Based on the analysis of landscape-scale variations in tick abundance, host abundance and prevalence of three pathogens, the OSCAR project has developed several tools :

  • A statistical model to estimate the number of ticks seeking hosts based on different variables describing the landscape and weather conditions.
  • Software using this model to represent, from an existing landscape, and under user-selected weather conditions, a mapping of estimated host tick abundance over the three habitat types studied.

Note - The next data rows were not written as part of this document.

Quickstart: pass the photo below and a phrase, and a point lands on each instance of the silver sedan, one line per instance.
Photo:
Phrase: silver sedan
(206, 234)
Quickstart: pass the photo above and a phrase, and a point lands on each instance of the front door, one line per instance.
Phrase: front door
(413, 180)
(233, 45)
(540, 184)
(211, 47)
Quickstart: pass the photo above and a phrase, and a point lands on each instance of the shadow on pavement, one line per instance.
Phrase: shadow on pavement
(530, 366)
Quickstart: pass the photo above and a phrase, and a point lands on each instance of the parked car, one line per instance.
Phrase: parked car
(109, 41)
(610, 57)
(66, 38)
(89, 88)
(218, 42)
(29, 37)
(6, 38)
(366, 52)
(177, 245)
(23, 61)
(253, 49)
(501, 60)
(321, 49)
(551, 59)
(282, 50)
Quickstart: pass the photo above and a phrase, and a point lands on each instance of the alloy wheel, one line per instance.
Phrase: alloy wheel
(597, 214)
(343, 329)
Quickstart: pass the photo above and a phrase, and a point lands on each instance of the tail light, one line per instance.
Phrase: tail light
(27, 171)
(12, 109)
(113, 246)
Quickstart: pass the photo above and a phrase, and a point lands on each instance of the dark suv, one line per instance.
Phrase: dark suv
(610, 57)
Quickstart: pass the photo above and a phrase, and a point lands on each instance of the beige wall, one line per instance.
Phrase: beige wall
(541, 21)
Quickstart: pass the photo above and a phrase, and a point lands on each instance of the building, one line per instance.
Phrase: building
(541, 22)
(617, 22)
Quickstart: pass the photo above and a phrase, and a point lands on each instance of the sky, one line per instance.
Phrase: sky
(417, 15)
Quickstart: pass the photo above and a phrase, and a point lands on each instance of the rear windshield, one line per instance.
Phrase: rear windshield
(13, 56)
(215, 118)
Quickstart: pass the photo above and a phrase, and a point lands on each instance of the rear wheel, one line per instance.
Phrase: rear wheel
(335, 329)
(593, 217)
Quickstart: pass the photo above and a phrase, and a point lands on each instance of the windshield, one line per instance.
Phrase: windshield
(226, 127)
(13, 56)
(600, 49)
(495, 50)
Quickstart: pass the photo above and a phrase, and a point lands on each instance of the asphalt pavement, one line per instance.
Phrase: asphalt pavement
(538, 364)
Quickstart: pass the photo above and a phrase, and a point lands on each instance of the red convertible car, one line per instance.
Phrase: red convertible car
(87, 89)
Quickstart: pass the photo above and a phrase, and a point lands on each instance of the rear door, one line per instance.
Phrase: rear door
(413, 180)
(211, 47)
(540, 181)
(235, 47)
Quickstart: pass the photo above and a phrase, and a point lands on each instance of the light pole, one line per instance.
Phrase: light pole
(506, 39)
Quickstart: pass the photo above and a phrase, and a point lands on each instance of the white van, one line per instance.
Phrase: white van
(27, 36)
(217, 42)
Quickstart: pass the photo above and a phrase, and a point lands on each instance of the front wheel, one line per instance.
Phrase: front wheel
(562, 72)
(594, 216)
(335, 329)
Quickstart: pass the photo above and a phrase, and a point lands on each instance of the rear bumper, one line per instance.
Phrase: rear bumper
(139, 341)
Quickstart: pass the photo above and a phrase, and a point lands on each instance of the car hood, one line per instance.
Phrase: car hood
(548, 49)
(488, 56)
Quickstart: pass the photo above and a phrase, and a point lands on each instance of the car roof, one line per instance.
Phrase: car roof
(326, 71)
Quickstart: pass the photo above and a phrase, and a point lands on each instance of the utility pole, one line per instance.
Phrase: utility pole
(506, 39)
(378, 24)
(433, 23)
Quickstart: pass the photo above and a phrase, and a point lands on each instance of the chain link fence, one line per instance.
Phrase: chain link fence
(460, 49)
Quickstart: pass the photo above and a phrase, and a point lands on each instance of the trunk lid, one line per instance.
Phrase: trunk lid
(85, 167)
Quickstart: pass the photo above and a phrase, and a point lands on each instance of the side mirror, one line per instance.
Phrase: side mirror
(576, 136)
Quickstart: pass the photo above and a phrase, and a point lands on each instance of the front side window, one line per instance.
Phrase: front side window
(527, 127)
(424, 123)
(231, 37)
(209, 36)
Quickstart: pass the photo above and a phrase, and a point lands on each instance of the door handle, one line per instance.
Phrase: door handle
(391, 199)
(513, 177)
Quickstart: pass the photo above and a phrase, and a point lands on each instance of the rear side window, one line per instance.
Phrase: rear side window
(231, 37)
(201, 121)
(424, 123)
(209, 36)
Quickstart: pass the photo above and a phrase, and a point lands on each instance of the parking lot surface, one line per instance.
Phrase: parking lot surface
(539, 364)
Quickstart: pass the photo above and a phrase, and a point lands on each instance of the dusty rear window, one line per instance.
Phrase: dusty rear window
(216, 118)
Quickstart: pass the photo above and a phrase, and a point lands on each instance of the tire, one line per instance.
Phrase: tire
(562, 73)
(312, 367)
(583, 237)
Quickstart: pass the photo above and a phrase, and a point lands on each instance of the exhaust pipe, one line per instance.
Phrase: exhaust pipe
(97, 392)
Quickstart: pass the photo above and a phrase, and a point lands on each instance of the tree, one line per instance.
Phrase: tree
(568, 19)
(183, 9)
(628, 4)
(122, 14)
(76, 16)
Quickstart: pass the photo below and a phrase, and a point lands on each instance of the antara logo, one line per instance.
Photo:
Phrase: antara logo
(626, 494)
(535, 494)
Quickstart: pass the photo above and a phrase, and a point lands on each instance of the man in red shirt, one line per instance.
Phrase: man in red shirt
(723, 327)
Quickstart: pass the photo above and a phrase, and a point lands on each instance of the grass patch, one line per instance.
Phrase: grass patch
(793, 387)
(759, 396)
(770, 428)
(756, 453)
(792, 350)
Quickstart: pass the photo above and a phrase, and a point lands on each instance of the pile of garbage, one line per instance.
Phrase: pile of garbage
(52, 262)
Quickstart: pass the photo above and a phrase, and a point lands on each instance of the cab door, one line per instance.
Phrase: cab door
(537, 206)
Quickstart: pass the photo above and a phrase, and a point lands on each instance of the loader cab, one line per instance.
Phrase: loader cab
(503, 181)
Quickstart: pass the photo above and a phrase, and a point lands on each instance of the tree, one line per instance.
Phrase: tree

A second software is being developed to generate landscapes on which tick abundance mapping (1st software) would be added. The evolution of the density of infected ticks according to different scenarios of land use change and landscape structure would thus be simulated. This virtual landscape could also be used to study, for example, the impact of the decrease in forest area or the relative increase in grassland crops on the risk of tick infection transmission.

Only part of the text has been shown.